O mundo pede água – O direito de ir e vir
O direito de ir e vir

25
março
Publicado por admin no dia 25 de março de 2019


Acesso à água potável é um desafio para o desenvolvimento sustentável de cidades. E mesmo o simples uso de um automóvel contribui para levar óleos, restos de borracha e outros resíduos  para os cursos d’água que alimentam os mananciais

 

É estarrecedor pensar que um mar de pessoas – em sua maioria miseráveis – ainda não tem acesso a um recurso que para muita gente passa despercebido no dia a dia: a água.

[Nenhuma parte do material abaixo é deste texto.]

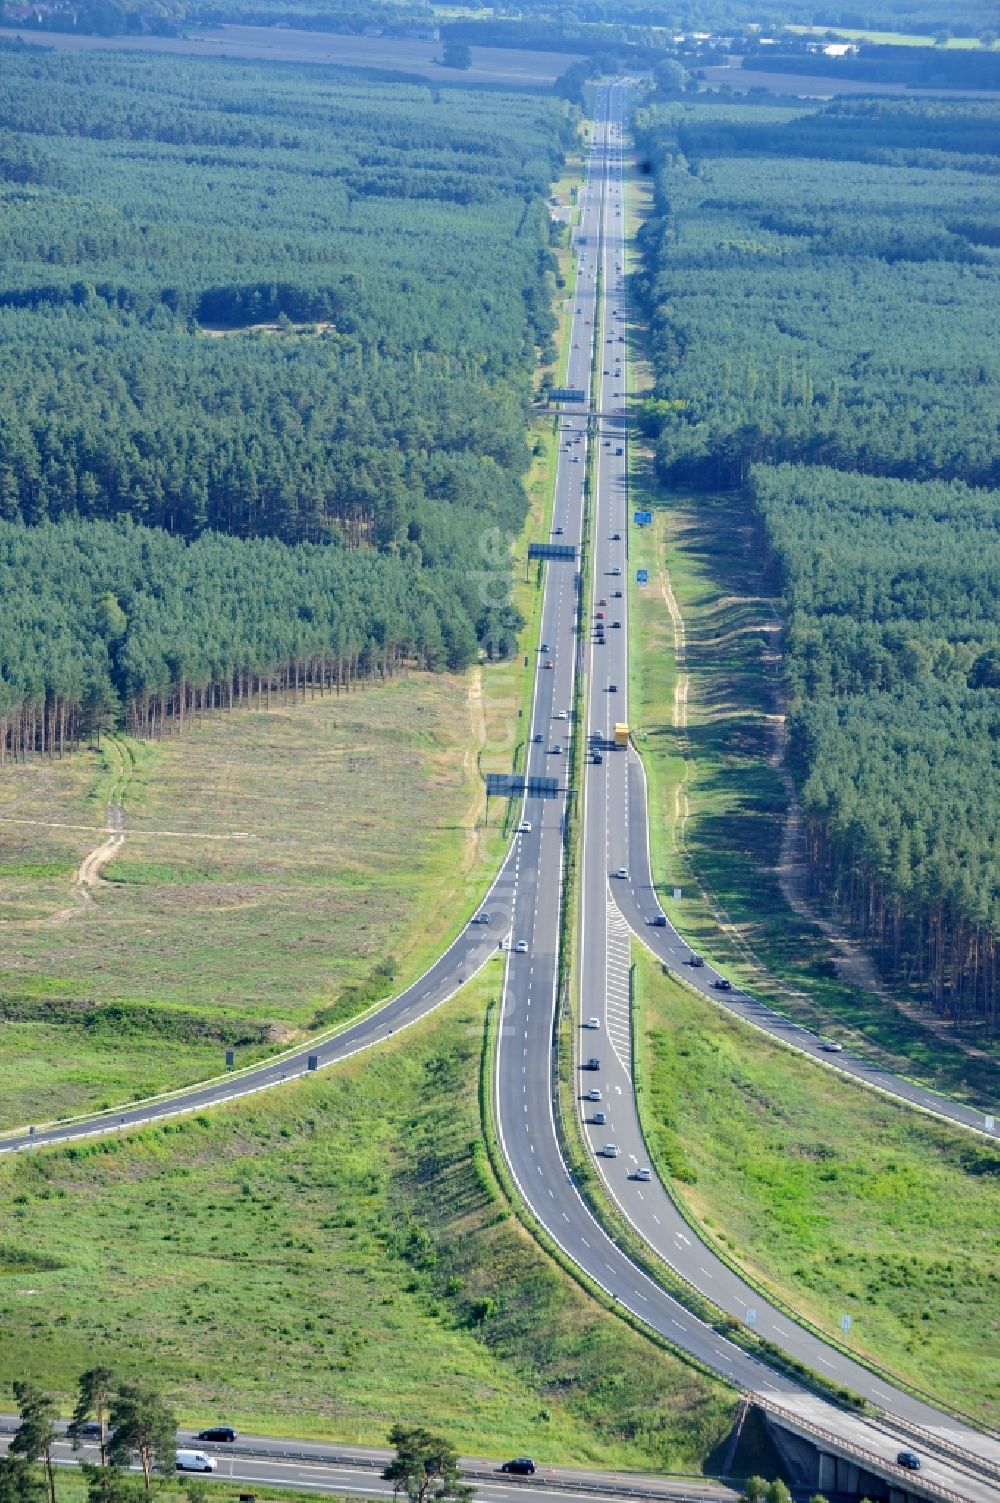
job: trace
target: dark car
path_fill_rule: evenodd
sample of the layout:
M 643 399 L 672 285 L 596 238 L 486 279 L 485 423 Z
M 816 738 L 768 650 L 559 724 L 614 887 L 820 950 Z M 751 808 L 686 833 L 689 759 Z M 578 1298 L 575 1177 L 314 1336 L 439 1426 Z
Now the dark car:
M 900 1466 L 905 1466 L 908 1472 L 919 1472 L 920 1470 L 920 1457 L 916 1451 L 900 1451 L 896 1457 L 896 1461 Z
M 533 1477 L 535 1475 L 535 1463 L 530 1456 L 515 1456 L 513 1461 L 505 1461 L 500 1470 L 502 1472 L 513 1472 L 516 1477 Z
M 704 965 L 704 964 L 705 964 L 705 962 L 702 960 L 702 958 L 701 958 L 700 955 L 689 955 L 688 956 L 688 965 L 693 965 L 693 966 L 695 966 L 697 968 L 698 966 L 701 966 L 701 965 Z
M 101 1427 L 97 1420 L 85 1420 L 76 1433 L 81 1440 L 100 1440 Z
M 585 1069 L 585 1070 L 599 1070 L 600 1068 L 601 1068 L 601 1061 L 599 1059 L 597 1059 L 596 1056 L 593 1055 L 593 1054 L 590 1056 L 589 1059 L 584 1060 L 584 1062 L 583 1062 L 583 1069 Z
M 731 981 L 727 981 L 725 976 L 718 976 L 715 981 L 712 982 L 712 985 L 715 987 L 715 990 L 717 992 L 731 992 L 733 989 L 733 983 Z
M 652 924 L 654 929 L 665 929 L 667 927 L 667 921 L 662 913 L 658 913 L 656 917 L 651 918 L 649 922 Z
M 480 923 L 483 920 L 480 918 Z M 487 920 L 488 922 L 488 920 Z M 232 1425 L 213 1425 L 211 1430 L 199 1430 L 195 1440 L 235 1440 L 236 1431 Z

De acordo com a Unesco, em um relatório recente lançado às vésperas do Dia Mundial da Água, celebrado em dia 22 de março, mais de 2 bilhões de pessoas no mundo não contam hoje com uma fonte adequada de água potável e um número ainda maior, 4,3 bilhões, não conta com saneamento básico.

O documento ainda traz uma análise muito interessante sobre a desigualdade: as pessoas que são pobres ou sofrem discriminação social têm maior probabilidade de ter acesso limitado à água e saneamento adequados.

No Brasil, a falta de saneamento básico é a privação que mais afeta crianças e adolescentes pobres.

E quando um direito tão essencial é negado significa que outros, como educação, saúde e habitação, também são comprometidos. Ou seja, falamos de uma cascata de privações que afetam cidades de todo o país e que atingem, sobretudo, quem mais precisa e está no início da vida.

Como exemplo de grupos desfavorecidos estão as pessoas que também adquirem algum tipo deficiência por conta da falta de saneamento básico, atendimento adequado de saúde e reabilitação, pouco acesso à informação e outros problemas decorrentes da pobreza. Estima-se que 90% dos casos de deficiência visual causadas por doenças como a catarata e o glaucoma, por exemplo, estejam concentrados em nações em desenvolvimento.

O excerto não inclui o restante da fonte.